At work, giving compliments is as important as it is delicate

At work, giving compliments is as important as it is delicate

Everyone – or almost everyone – likes to receive compliments. But according to some employees, these kind words are rare in companies. However, they are a source of involvement, commitment… and therefore productivity. As long as they are well thought out.

Since 2003, March 1 has been known as World Compliment Day. This is an opportunity to return to the thousand and one virtues of these congratulatory messages, especially in the professional context. Because “well done”, “well done” and “hats off for these good results” can make all the difference in business. The employee who is complimented generally finds in these words a form of validation and encouragement. He will tend to get even more involved in his work.

Canadian researchers had proof of this by conducting an experiment during which volunteers were invited to answer a questionnaire. They asked an actor to pose as a psychology student and strike up a conversation with each of the study participants. The actor began by complimenting them on their attire, before mentioning the fact that he was handing out flyers for a college event. He then had to offer to each volunteer to help him in this mission by distributing flyers themselves.

It is clear that flattery is a powerful motivator. The academics found that 79% of participants who had been complimented on their outfit offered to help the actor, compared to just 46% of those who had not been complimented on their good taste in clothing, according to the BBC . This is explained by the fact that social relations are based on the principle of reciprocity. When we give something, we tend to want to give back.

Compliments work on the same principle. Receiving it has a galvanizing and, above all, motivating effect. When a manager compliments one of the employees on his work, he recognizes his merits and implicitly encourages him to continue on this path. This culture of recognition can even encourage other employees to surpass themselves, which creates a form of collective emulation. But be careful not to fall into the trap of favoritism. A n+1 who always congratulates the same employee, in public, risks attracting the wrath of his other colleagues. This can create a feeling of injustice and negatively affect trust within the team.

Beware of meaningless formulas

Generally speaking, compliments are a managerial tool that should be used with caution. It will have a positive effect on an employee’s motivation and productivity if it appears fair and sincere. It should also be specific so that the “complimentee” does not see it as an attempt at flattery or manipulation. Thus, there is no point in congratulating an employee because he came to the office when others are reluctant to do so. It is better to congratulate him on his professional achievements or on real behaviors such as taking initiative or solving a problem that he and his colleagues are facing.
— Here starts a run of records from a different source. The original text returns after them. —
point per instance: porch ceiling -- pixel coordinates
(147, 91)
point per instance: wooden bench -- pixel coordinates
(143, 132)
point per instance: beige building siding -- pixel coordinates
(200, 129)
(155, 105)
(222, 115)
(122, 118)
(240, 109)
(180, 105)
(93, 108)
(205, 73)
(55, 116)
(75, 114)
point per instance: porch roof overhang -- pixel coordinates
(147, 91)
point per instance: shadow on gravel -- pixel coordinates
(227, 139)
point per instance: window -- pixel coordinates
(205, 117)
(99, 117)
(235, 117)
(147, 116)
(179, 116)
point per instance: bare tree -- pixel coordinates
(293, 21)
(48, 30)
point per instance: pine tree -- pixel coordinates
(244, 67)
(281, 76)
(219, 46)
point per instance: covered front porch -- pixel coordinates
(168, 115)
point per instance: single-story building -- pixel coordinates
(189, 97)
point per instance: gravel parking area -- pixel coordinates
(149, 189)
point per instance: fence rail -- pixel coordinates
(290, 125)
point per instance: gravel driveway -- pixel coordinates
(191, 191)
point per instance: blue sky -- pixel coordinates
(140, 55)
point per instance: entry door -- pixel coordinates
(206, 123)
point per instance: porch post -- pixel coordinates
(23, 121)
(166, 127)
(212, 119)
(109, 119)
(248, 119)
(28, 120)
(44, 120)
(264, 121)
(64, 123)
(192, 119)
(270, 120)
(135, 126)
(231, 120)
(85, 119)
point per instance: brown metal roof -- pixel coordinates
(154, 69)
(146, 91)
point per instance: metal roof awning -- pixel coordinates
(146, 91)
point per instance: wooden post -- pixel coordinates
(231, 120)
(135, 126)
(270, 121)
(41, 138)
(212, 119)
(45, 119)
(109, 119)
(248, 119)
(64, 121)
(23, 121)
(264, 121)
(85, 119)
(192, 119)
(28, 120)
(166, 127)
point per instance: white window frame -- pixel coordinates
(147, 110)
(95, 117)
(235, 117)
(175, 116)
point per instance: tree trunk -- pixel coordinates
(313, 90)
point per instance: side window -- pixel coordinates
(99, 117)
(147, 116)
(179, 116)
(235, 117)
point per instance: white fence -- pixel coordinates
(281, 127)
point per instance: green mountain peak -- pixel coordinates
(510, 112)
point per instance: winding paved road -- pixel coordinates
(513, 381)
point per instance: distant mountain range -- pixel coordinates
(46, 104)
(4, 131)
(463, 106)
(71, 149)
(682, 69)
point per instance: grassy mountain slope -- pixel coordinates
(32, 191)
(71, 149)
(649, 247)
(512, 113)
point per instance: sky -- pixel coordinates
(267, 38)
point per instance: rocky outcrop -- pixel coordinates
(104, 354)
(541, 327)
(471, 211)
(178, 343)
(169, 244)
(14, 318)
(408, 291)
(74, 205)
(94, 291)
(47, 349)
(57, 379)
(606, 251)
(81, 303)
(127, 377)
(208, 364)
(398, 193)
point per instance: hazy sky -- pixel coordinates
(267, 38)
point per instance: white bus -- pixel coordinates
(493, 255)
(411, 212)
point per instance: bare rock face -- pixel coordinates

Positive reinforcement is only effective when it is proportionate to each person’s efforts. Being an easy compliment tends to arouse distrust rather than general support. As proof, 46% of workers believe that the compliments they receive at work are meaningless, according to a survey that the company OC Tanner conducted among 36,441 office workers from 19 countries. This is certainly due to the fact that most managers are content to compliment their employees with very generic expressions, such as “well done” or “that’s great”. To be effective and impactful, a compliment must be more developed, without necessarily going overboard.

The context in which the compliment is formulated is also determining. Praising your colleagues in public has its advantages, but it is also advisable to do it in smaller groups. Not all employees are comfortable with being congratulated by their supervisor in front of their colleagues. The most introverted and modest personalities will appreciate more receiving this praise by email, for example.

Finally, we must resist the temptation of permanent positive reinforcement. Compliment is a powerful lever for commitment, if used intelligently and sparingly. Doing too much is as harmful as not doing enough. Cultivating gratitude and recognition in business is crucial but it requires a certain finesse. Employees should not be motivated solely by the prospect of receiving a good word from their superior. The compliment must be the icing on the cake and not what keeps the troops going.